Influence of Regional Temperature Anomalies on Strawberry Yield: A Study Using Multivariate Copula Analysis

Abstract

A thorough understanding of the impact of climatic factors on agricultural production is crucial for improving crop models and enhancing predictability of crop prices and yields. Fluctuations in crop yield and price can have significant implications for the market sector and farming community. Given the projected increase in frequency and intensity of extreme events, reliable modelling of cropping patterns becomes essential. Temperature anomalies are expected to play a prominent role in future extreme events, emphasizing the need to comprehend their influence on crop yield. Forecasting extreme yield, which encompasses both the highest and lowest levels of agricultural production within a given time period, along with peak crop prices representing the highest market values, poses greater challenges in forecasting compared to other values.
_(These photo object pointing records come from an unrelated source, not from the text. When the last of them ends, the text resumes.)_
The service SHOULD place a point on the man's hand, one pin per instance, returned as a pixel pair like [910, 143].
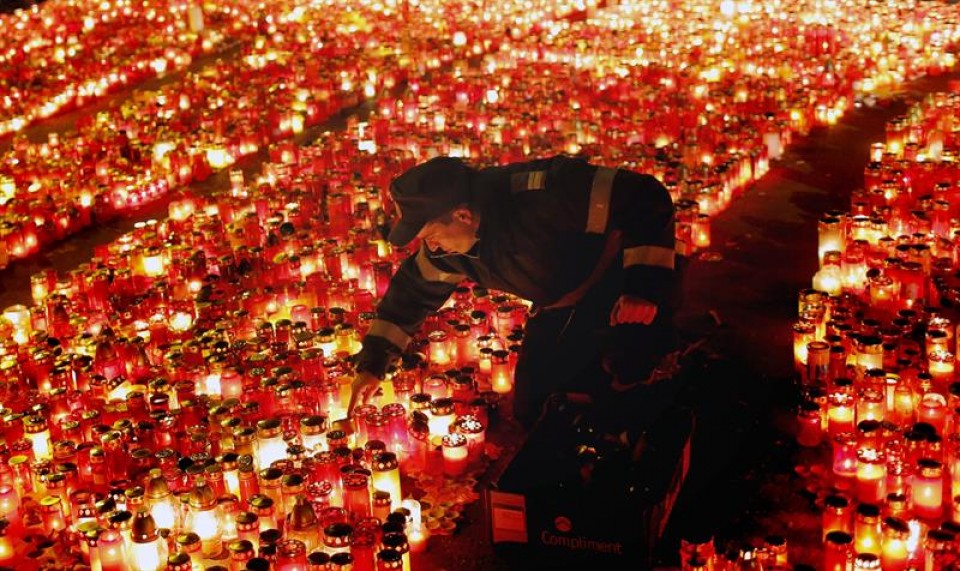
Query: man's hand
[362, 389]
[633, 309]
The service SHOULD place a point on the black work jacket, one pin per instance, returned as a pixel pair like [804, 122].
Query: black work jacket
[543, 226]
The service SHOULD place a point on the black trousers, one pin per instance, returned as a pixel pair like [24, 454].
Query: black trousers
[574, 349]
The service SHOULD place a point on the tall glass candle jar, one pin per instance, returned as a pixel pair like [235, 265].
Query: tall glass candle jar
[841, 413]
[838, 551]
[836, 514]
[896, 535]
[809, 424]
[866, 529]
[203, 519]
[386, 476]
[871, 476]
[928, 489]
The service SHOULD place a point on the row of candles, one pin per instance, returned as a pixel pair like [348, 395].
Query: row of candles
[66, 54]
[875, 348]
[149, 305]
[735, 108]
[240, 308]
[274, 89]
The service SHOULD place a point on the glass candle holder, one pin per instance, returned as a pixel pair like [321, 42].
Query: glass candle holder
[356, 494]
[844, 460]
[841, 413]
[896, 554]
[933, 410]
[386, 476]
[838, 551]
[455, 454]
[270, 444]
[871, 476]
[928, 489]
[866, 529]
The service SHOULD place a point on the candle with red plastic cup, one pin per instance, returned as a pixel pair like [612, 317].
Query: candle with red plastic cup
[455, 454]
[871, 476]
[928, 489]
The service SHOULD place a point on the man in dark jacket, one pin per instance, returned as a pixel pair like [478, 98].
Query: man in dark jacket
[591, 247]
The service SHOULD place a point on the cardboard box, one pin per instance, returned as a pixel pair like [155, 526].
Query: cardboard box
[547, 511]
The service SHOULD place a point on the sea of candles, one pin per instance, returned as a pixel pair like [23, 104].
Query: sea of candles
[191, 376]
[62, 55]
[888, 410]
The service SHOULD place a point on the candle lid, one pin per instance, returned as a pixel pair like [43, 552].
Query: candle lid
[397, 541]
[929, 468]
[868, 511]
[260, 502]
[313, 424]
[837, 537]
[240, 546]
[302, 516]
[442, 406]
[385, 461]
[270, 537]
[144, 529]
[389, 555]
[179, 562]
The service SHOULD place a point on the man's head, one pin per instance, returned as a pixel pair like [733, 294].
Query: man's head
[433, 200]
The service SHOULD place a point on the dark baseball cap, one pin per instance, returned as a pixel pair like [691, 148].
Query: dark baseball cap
[428, 191]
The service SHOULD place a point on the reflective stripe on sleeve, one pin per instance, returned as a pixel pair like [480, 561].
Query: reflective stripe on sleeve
[432, 273]
[648, 256]
[390, 332]
[599, 213]
[531, 180]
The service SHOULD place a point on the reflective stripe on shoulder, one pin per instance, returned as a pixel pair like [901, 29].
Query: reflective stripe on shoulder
[649, 256]
[684, 248]
[599, 210]
[432, 273]
[530, 180]
[389, 331]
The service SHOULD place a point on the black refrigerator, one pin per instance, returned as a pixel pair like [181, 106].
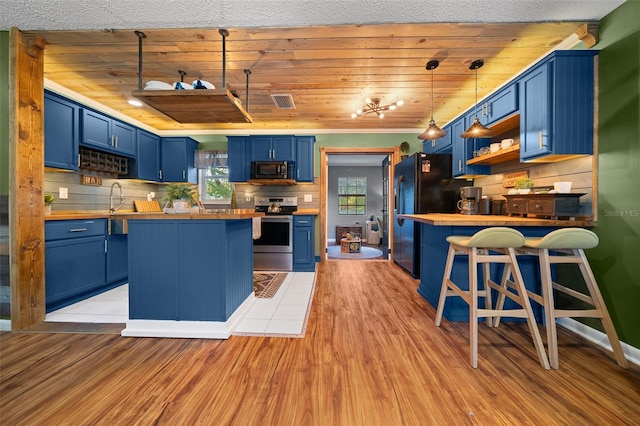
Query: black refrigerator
[423, 183]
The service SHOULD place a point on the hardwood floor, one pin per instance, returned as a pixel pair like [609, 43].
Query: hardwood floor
[371, 356]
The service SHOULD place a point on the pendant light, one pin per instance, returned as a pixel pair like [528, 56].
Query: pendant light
[433, 131]
[476, 130]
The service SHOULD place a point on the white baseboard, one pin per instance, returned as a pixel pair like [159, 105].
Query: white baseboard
[631, 353]
[189, 329]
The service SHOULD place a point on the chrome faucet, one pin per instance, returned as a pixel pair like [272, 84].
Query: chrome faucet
[111, 208]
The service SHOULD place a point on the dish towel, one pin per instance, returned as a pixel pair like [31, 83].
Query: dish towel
[257, 227]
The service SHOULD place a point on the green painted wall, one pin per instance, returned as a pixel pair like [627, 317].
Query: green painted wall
[616, 260]
[4, 112]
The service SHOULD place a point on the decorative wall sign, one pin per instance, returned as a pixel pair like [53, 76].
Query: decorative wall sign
[91, 180]
[508, 179]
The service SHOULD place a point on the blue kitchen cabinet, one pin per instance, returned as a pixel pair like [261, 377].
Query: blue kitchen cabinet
[273, 148]
[557, 107]
[304, 158]
[462, 150]
[177, 160]
[189, 270]
[500, 105]
[117, 259]
[147, 165]
[75, 261]
[238, 160]
[108, 134]
[61, 132]
[303, 243]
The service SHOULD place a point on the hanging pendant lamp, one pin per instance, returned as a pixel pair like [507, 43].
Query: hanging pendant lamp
[476, 130]
[433, 131]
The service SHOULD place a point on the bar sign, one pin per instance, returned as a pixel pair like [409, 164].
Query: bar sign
[92, 180]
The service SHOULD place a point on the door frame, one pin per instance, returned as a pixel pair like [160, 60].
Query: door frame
[394, 156]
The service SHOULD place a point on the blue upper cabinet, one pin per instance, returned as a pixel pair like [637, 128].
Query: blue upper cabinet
[177, 160]
[148, 156]
[272, 148]
[61, 132]
[304, 158]
[500, 105]
[103, 132]
[557, 107]
[238, 158]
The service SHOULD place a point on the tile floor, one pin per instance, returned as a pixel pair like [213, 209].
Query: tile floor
[285, 314]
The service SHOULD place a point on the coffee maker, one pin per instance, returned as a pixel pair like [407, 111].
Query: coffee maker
[470, 200]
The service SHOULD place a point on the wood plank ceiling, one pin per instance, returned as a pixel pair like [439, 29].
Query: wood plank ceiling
[328, 71]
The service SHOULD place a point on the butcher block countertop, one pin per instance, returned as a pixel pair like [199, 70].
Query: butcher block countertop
[226, 214]
[453, 219]
[314, 212]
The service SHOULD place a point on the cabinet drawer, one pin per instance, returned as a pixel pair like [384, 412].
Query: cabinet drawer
[516, 205]
[540, 207]
[302, 221]
[65, 229]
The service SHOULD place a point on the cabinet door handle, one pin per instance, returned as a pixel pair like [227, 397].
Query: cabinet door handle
[540, 139]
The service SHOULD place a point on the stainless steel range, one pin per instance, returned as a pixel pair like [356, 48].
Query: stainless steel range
[273, 251]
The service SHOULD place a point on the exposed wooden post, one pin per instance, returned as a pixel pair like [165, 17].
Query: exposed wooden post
[588, 33]
[26, 179]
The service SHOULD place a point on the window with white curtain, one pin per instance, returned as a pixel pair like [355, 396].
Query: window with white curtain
[214, 185]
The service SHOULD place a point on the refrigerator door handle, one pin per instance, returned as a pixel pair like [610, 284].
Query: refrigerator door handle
[400, 200]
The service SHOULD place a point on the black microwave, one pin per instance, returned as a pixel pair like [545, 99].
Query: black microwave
[271, 170]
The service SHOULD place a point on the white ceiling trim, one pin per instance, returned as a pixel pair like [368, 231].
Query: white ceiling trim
[123, 14]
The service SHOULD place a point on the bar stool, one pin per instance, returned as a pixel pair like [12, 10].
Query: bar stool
[567, 245]
[490, 245]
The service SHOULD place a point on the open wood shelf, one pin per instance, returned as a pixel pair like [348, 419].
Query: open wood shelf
[511, 153]
[196, 106]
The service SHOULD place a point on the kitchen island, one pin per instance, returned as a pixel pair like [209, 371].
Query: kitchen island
[190, 275]
[436, 227]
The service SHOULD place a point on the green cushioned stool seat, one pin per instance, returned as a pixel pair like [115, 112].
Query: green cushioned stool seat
[497, 237]
[566, 246]
[566, 238]
[487, 246]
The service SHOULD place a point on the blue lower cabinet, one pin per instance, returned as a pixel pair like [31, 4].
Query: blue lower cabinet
[303, 243]
[189, 270]
[117, 259]
[75, 261]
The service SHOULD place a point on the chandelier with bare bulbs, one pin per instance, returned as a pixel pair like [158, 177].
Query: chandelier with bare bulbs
[373, 106]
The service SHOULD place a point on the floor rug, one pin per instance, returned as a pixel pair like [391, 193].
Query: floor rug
[365, 253]
[266, 284]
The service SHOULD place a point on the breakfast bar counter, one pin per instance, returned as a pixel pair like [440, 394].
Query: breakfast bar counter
[436, 227]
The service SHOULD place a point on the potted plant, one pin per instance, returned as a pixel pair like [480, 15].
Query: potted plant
[180, 196]
[48, 200]
[404, 150]
[523, 185]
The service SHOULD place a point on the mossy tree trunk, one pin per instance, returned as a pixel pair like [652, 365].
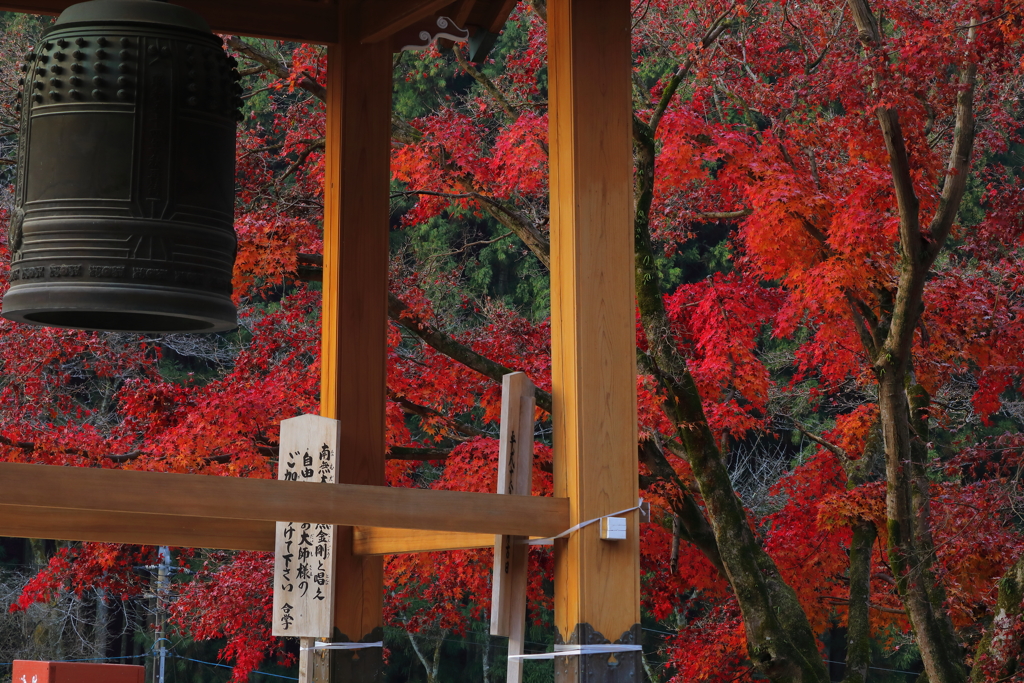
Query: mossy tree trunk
[887, 331]
[998, 655]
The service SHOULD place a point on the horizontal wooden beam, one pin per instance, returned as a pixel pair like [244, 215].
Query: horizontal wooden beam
[136, 528]
[382, 19]
[265, 500]
[159, 529]
[376, 541]
[303, 20]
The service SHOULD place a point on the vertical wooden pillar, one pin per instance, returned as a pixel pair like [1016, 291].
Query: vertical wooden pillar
[597, 583]
[354, 345]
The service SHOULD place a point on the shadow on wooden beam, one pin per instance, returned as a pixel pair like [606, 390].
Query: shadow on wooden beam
[302, 20]
[157, 529]
[201, 497]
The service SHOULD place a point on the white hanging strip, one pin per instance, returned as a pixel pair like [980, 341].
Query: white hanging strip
[343, 646]
[577, 650]
[551, 540]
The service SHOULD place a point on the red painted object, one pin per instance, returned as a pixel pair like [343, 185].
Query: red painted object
[76, 672]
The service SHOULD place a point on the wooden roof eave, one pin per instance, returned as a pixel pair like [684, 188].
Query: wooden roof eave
[311, 20]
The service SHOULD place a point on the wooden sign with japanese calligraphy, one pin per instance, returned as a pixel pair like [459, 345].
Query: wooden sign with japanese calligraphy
[515, 470]
[303, 565]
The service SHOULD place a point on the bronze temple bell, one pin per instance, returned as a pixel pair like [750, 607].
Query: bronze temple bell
[125, 193]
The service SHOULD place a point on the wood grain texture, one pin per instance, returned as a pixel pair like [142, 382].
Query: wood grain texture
[377, 541]
[593, 304]
[355, 287]
[94, 489]
[304, 20]
[303, 604]
[141, 528]
[515, 470]
[379, 20]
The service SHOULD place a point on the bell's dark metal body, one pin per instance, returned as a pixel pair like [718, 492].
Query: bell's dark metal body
[124, 204]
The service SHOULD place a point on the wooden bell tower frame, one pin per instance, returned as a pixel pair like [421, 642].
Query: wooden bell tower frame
[597, 588]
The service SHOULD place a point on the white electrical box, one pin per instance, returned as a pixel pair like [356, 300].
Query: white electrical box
[613, 528]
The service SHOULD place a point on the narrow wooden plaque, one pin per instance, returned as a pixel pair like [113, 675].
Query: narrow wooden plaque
[515, 470]
[303, 565]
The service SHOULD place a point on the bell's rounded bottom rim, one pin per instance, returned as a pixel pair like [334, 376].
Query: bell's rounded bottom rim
[119, 307]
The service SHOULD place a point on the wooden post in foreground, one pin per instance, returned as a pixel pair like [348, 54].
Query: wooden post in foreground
[597, 583]
[354, 344]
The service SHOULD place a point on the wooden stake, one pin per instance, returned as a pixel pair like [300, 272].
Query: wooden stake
[515, 475]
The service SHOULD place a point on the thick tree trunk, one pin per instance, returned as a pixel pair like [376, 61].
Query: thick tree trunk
[858, 632]
[779, 639]
[908, 554]
[858, 636]
[889, 342]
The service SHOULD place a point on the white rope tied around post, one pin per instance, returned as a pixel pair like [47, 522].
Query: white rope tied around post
[577, 650]
[343, 646]
[550, 541]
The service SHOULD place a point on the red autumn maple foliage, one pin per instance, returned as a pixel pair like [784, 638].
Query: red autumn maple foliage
[774, 136]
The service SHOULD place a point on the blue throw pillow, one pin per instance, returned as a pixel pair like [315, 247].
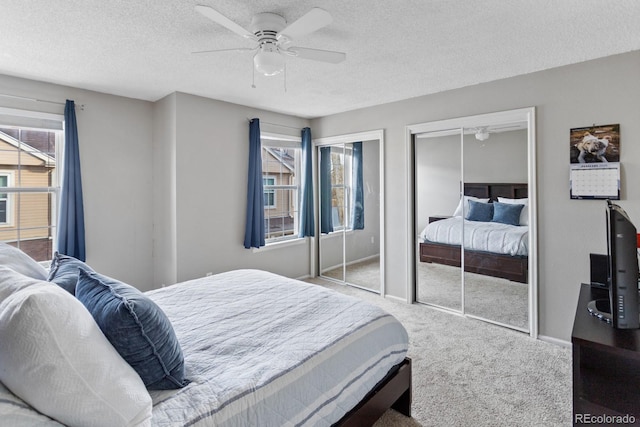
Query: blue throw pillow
[507, 213]
[479, 211]
[136, 327]
[64, 271]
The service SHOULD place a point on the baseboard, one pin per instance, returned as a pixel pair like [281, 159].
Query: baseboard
[556, 341]
[393, 297]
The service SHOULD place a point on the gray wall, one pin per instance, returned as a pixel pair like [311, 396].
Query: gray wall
[208, 168]
[602, 91]
[125, 143]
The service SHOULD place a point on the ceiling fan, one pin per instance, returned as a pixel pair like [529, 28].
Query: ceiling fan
[274, 38]
[482, 132]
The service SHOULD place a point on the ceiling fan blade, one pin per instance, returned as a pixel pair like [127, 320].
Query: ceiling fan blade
[312, 21]
[318, 55]
[236, 49]
[219, 18]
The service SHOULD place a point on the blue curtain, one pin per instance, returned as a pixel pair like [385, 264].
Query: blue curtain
[357, 215]
[307, 223]
[71, 239]
[326, 220]
[254, 226]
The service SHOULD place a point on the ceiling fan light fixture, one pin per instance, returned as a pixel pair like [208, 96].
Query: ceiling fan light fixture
[482, 134]
[268, 62]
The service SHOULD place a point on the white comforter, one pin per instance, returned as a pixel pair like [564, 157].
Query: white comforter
[264, 350]
[480, 236]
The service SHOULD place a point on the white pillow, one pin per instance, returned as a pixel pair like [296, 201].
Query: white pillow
[18, 261]
[524, 213]
[11, 282]
[54, 357]
[458, 211]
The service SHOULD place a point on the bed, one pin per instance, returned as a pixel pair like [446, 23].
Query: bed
[485, 249]
[258, 349]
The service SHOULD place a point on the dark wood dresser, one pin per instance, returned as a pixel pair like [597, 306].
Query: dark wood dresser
[606, 368]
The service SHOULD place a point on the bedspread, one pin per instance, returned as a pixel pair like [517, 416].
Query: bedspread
[480, 236]
[261, 349]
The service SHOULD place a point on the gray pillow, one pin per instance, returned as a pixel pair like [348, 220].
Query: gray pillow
[136, 327]
[506, 213]
[64, 271]
[479, 211]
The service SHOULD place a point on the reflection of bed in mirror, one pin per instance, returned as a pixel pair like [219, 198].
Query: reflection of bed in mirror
[492, 249]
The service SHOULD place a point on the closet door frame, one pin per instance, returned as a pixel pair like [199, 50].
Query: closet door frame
[517, 115]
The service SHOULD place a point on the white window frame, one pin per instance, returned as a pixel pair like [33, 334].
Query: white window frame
[270, 189]
[275, 140]
[8, 198]
[38, 121]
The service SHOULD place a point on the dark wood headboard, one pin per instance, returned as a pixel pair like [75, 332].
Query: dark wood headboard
[495, 190]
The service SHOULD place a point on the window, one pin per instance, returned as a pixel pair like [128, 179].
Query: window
[29, 181]
[4, 199]
[269, 183]
[281, 185]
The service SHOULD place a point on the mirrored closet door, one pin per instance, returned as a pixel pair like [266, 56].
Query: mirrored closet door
[474, 221]
[349, 206]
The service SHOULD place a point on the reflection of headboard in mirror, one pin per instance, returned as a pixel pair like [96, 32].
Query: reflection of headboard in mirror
[495, 190]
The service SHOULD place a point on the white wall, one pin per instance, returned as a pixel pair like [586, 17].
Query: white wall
[602, 91]
[115, 153]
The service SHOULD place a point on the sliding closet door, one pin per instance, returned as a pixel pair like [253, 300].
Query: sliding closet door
[332, 204]
[438, 210]
[362, 236]
[499, 159]
[350, 206]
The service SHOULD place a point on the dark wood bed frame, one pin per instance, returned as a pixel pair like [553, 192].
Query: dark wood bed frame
[509, 267]
[393, 391]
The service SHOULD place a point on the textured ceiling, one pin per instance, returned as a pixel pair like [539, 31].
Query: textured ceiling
[395, 49]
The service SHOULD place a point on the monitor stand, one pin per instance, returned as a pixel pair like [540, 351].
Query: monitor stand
[601, 309]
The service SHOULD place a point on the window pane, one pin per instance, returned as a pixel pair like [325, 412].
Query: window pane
[29, 155]
[279, 169]
[28, 160]
[31, 228]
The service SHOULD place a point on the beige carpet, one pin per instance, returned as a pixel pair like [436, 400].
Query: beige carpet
[471, 373]
[365, 274]
[500, 300]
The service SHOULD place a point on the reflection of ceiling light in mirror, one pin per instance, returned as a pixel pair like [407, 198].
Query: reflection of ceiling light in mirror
[482, 134]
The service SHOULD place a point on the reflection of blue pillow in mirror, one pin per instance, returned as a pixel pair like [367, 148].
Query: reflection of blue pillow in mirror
[506, 213]
[479, 211]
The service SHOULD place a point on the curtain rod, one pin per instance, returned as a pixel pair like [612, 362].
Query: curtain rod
[81, 106]
[276, 124]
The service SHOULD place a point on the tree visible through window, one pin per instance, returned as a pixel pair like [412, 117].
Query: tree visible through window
[28, 185]
[281, 186]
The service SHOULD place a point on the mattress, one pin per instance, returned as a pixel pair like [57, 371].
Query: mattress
[479, 236]
[262, 349]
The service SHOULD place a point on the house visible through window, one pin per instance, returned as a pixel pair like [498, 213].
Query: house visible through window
[281, 186]
[29, 183]
[4, 199]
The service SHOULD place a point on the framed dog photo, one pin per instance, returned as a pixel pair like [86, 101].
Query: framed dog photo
[595, 144]
[595, 162]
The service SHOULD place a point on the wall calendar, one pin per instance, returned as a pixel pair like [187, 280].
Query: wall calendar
[595, 162]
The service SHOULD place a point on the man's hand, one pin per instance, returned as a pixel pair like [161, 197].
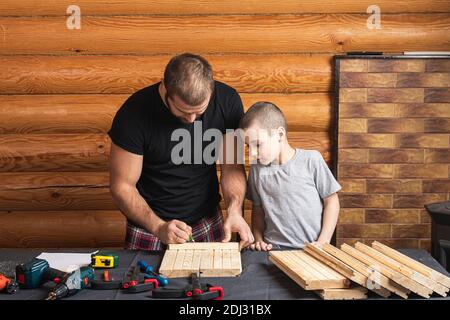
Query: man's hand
[174, 231]
[235, 223]
[261, 246]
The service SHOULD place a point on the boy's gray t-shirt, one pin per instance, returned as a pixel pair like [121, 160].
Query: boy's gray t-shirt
[291, 195]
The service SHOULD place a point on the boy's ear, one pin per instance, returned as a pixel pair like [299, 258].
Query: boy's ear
[281, 132]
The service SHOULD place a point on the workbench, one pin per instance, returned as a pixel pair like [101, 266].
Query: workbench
[260, 279]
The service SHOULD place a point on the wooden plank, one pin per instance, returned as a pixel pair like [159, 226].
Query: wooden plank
[328, 272]
[413, 264]
[177, 268]
[229, 33]
[301, 281]
[406, 271]
[248, 73]
[378, 279]
[204, 246]
[93, 113]
[298, 265]
[388, 272]
[167, 263]
[196, 260]
[62, 229]
[358, 293]
[343, 268]
[177, 7]
[187, 261]
[206, 259]
[309, 275]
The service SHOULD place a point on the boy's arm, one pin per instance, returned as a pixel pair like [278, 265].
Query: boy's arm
[258, 228]
[330, 218]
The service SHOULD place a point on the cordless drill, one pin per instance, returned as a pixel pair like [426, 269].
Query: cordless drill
[8, 285]
[72, 283]
[36, 272]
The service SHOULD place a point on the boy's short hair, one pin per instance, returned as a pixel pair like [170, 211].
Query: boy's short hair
[267, 114]
[189, 77]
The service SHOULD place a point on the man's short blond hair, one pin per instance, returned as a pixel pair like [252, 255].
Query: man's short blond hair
[189, 77]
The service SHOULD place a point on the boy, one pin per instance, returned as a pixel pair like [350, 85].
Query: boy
[293, 191]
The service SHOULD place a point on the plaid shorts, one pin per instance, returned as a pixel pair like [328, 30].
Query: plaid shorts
[208, 229]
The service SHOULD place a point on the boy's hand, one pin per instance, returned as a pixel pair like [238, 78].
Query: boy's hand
[260, 246]
[235, 223]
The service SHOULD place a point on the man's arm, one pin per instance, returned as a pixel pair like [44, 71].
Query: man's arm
[125, 170]
[330, 218]
[233, 182]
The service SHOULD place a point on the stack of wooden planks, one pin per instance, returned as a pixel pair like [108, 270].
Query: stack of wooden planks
[377, 268]
[208, 259]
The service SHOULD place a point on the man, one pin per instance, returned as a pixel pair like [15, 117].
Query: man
[166, 201]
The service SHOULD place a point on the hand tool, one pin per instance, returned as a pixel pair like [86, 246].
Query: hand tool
[34, 273]
[104, 259]
[132, 284]
[72, 283]
[150, 273]
[195, 291]
[8, 285]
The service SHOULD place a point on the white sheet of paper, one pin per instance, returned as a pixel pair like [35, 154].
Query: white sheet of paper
[66, 262]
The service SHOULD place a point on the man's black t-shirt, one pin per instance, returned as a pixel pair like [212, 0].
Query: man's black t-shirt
[144, 125]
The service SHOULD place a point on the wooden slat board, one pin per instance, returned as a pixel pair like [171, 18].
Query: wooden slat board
[357, 293]
[309, 273]
[207, 259]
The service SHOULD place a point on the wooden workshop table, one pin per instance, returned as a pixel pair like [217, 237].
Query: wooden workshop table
[260, 279]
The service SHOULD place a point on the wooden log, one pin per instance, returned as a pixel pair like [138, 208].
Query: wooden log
[309, 274]
[248, 73]
[55, 191]
[62, 229]
[413, 264]
[230, 33]
[147, 7]
[54, 152]
[388, 272]
[90, 152]
[54, 114]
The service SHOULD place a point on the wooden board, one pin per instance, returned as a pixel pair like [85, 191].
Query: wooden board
[357, 293]
[344, 269]
[377, 279]
[388, 272]
[309, 273]
[207, 259]
[404, 270]
[413, 264]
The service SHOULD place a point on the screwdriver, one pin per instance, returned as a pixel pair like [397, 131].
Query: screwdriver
[148, 270]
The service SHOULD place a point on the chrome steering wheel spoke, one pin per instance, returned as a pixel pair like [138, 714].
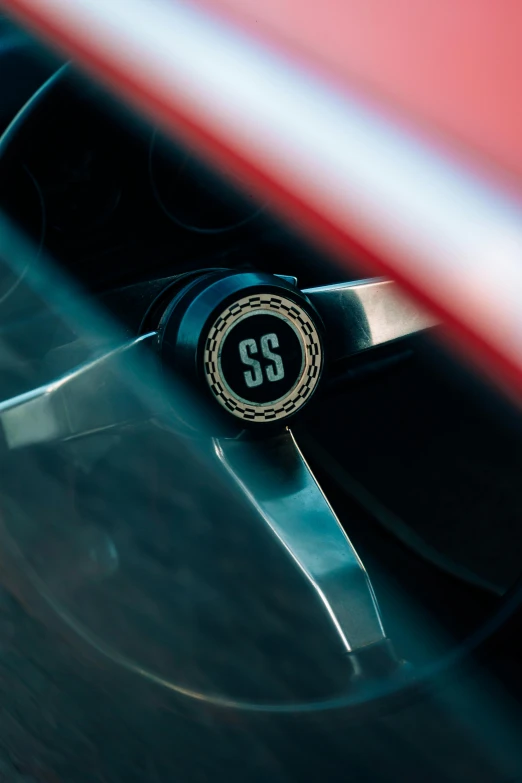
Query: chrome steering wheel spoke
[365, 314]
[95, 396]
[284, 493]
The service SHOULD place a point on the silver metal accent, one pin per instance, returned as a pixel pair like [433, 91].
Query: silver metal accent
[364, 314]
[90, 398]
[275, 477]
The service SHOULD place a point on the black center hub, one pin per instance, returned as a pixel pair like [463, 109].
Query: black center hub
[249, 340]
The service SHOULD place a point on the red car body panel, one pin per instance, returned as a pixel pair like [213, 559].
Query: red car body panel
[449, 70]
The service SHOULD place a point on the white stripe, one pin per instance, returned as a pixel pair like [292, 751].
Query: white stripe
[445, 227]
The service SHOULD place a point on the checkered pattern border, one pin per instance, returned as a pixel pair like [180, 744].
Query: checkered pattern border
[310, 372]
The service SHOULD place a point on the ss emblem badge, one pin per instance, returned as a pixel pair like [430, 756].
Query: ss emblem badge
[274, 369]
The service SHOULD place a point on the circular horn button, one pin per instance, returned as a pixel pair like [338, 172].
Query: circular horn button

Probability-based predictions, accounting for uncertainty and variability, offer a more accurate approach for extreme value estimation and risk assessment. In this study, we employ a multivariate analysis based on vine copula to explore the interdependencies between temperature anomalies and daily strawberry yield in Santa Maria, California. By considering the maximum and minimum daily yields each month, we observe an increased probability of yield loss with rising temperature anomalies. While we do not explicitly consider the specific impacts of temperature anomalies under individual Representative Concentration Pathway (RCP) scenarios, our analysis is conducted within the broader context of the current global warming scenario. This allows us to capture the overall anticipated effects of regional temperature anomalies on agriculture. The findings of this study have potential impacts and consequences for understanding the vulnerability of agricultural systems and improving crop model predictions. By enhancing our understanding of the relationships between temperature anomalies and crop yield, we can inform decision-making processes related to the impact of climate change on agriculture. This research contributes to the ongoing efforts in improving agricultural sustainability and resilience in the face of changing climatic conditions.